Our overclassification of minority students is worse, a long-time scourge of NJ’s education system. The NJ Council on Developmental Disabilities reports that “[a]lmost one in four male African-American students in New Jersey is identified as having a disability.” So maybe Trenton Public Schools should be congratulated for its low classification rate. On the other hand, there is that $1.9 million discrepancy. Let’s look at the record-keeping more closely.

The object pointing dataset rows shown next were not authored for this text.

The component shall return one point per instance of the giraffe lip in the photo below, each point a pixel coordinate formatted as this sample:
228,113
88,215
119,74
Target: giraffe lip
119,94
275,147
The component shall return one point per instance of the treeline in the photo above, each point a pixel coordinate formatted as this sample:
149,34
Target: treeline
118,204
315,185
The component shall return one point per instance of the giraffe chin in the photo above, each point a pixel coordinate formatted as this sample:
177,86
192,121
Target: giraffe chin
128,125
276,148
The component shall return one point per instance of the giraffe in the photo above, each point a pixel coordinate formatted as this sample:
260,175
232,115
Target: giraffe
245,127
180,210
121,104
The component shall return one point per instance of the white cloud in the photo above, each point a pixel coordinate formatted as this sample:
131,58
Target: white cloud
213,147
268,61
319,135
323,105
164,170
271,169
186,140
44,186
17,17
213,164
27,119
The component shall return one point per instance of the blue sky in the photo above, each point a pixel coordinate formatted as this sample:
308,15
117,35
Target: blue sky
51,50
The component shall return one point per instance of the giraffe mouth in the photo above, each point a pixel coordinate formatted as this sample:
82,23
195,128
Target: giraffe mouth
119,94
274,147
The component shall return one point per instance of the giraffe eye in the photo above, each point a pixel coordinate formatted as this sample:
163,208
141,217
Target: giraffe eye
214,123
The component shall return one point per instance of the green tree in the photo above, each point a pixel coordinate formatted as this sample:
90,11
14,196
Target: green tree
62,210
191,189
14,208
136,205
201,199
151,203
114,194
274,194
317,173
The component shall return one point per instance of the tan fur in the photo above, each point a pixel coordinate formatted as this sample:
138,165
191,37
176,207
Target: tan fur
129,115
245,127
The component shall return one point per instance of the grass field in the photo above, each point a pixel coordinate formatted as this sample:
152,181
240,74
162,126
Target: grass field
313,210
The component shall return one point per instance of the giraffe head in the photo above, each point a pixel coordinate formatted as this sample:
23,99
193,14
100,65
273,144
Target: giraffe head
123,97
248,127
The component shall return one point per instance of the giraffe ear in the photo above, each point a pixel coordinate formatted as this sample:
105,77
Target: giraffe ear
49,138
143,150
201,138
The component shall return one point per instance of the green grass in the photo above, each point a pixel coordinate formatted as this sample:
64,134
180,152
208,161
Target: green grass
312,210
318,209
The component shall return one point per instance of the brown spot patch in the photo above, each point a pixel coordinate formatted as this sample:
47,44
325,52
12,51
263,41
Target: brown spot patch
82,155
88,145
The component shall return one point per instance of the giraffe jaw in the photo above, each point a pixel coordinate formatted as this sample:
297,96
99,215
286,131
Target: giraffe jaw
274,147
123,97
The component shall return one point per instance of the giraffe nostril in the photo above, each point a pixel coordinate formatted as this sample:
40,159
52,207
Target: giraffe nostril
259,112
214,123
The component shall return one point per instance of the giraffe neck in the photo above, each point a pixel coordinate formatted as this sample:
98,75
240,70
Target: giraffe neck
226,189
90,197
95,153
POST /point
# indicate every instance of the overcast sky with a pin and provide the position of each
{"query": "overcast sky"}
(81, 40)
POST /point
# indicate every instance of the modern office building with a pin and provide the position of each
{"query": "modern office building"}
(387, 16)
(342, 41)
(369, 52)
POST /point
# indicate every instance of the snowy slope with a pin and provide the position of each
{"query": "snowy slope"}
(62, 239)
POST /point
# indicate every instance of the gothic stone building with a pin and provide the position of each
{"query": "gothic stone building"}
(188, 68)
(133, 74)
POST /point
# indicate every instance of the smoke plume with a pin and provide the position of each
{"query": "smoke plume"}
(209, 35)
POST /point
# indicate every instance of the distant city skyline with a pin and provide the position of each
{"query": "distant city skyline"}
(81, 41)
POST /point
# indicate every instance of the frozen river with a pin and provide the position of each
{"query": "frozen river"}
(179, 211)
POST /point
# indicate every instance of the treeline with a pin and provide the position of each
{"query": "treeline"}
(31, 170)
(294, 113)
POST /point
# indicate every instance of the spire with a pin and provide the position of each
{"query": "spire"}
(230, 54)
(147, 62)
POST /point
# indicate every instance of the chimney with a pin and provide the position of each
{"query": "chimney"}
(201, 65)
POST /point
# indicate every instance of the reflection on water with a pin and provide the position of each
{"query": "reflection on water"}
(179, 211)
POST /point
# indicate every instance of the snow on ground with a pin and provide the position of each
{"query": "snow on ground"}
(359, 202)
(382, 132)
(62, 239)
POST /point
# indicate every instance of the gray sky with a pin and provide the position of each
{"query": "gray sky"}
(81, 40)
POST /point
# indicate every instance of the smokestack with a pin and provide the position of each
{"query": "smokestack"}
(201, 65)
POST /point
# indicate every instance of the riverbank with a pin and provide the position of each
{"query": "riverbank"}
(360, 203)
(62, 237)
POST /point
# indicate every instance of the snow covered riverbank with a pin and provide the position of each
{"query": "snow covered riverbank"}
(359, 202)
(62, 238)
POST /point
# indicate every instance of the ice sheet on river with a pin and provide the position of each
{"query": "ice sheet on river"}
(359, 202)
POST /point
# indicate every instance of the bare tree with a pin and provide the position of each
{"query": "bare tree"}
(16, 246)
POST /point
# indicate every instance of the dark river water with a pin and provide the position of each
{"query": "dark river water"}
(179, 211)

Abbott districts tend to have very high rates of children classified as eligible for special education services. NJ outdoes just about every other state in bestowing labels of disability on children– an excellent report on special education funding from the Education Law Center puts it at 11.9% — but our poor districts blow that number out of the park. For example, John Kennedy High School in Paterson has 24.1% of their students listed in the state data base as special ed eligible, Wildwood High in Cape May County has 30.2% of their kids in that category, and Camden Central High says 33.2% of its kids are disabled.
Yet not in Trenton. According to the NJ Report Cards for 2008-2009, the two high schools in Trenton, Trenton Central High and Daylight Twilight High, have precisely 15.6% of kids listed as eligible for special ed. Hmm. Among Trenton’s middle schools, Grace Dunn classifies 15.6% of its students and Wilson classifies 15.6% of its students. Trenton has a number of K-8 schools; classification percentages range from 11.4% (PJ Hill) to 19.8% (Luis Munoz-Rivera). The lowest classification rates for K-5 schools were 7.6% at Wilson and the high was exactly 14.3% at both Parker and Cadwalader.
Trenton’s $1.9 million deficit flags more than poor record-keeping from child study teams. At about $40K – $45K for an out-of-district placement, i.e., sending a child with disabilities to either a county special services district, a private special education schools, or another public school district, that $1.9 million represents about 45 kids lost somewhere in the netherworld of Trenton’s public schools. Then again, it’s hard to believe the numbers coming out of Trenton anyway.